Infrastructure that bridges the gap between students and jobs can also provide materials and information to help faculty connect with local businesses and government agencies. Many large companies have existing internship programs, but might not yet recruit in mathematics departments. Small and medium-sized companies may not have internship programs or academic connections. A national network of faculty ambassadors, like the faculty already participating in the Preparation for Industrial Careers (PIC MATH) program, could help create local internship opportunities and new collaborations between academic institutions and local businesses.

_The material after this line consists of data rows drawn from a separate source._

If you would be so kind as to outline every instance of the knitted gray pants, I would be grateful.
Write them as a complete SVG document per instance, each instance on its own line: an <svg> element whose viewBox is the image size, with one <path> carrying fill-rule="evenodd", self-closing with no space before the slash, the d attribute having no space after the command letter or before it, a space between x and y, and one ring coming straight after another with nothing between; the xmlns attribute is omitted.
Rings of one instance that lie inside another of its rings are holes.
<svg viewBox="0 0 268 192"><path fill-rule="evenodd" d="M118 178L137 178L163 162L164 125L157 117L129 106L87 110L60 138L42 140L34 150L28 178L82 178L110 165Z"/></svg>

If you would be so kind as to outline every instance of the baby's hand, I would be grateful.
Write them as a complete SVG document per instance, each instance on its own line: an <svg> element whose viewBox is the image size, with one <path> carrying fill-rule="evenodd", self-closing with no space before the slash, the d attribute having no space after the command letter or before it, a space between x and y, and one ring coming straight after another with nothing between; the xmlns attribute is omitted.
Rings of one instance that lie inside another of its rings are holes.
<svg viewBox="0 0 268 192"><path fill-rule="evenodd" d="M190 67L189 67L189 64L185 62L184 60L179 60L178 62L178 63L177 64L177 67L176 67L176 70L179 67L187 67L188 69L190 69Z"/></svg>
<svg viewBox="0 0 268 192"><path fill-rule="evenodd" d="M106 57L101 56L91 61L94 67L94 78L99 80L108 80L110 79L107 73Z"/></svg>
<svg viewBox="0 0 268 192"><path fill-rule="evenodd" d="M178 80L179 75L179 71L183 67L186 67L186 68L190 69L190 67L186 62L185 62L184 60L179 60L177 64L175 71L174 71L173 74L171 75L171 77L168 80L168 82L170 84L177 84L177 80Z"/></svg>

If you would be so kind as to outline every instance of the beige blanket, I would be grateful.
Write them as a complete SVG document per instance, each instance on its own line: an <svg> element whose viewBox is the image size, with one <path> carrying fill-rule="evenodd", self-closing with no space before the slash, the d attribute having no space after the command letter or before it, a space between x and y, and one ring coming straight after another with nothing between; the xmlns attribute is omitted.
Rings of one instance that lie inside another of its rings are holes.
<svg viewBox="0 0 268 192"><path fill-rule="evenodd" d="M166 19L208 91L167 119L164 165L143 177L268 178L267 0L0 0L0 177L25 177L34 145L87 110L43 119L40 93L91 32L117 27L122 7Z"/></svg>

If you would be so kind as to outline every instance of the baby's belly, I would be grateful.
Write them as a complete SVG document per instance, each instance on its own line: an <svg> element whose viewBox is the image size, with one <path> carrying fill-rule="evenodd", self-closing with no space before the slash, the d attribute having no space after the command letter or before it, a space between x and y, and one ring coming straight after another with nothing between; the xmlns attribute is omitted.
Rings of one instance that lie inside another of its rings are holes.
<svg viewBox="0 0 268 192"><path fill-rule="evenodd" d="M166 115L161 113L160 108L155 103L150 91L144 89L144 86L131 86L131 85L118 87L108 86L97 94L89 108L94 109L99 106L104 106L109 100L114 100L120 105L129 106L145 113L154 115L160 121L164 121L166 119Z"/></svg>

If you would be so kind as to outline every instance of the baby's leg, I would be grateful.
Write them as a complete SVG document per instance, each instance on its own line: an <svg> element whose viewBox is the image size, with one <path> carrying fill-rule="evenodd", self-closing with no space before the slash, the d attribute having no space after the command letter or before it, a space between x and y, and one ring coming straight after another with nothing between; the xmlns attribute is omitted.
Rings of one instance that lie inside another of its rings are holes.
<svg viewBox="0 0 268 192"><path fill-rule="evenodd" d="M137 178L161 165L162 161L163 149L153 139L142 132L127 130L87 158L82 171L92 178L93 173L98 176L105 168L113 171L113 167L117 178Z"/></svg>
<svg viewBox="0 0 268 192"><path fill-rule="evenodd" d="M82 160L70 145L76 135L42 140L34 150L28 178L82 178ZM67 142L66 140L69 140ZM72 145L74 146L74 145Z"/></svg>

The more faculty and alumni that have experience and connections in business and government, the more mentoring will be available for students. Voices supporting a variety of career paths for mathematical sciences students can also help us redefine success. Statistics and operations research have a long tradition of preparing students for a variety of jobs, but in mathematics departments, a tenure-track academic job in a top university is the traditional measure of success. Students can make significant contributions in many careers. This training can start young with mathematical modeling, build with internships, and culminate in a workforce prepared to solve big, messy problems with tools from the mathematical sciences.
Faculty will continue to train students for academic careers. Some will pursue tenure-track positions in the institutions of their choice, but an increasing number of our students will take positions very different from our own. Let’s learn about those options and share them with our students. Then, when a student takes a good job and enjoys a successful career, let’s call that a win.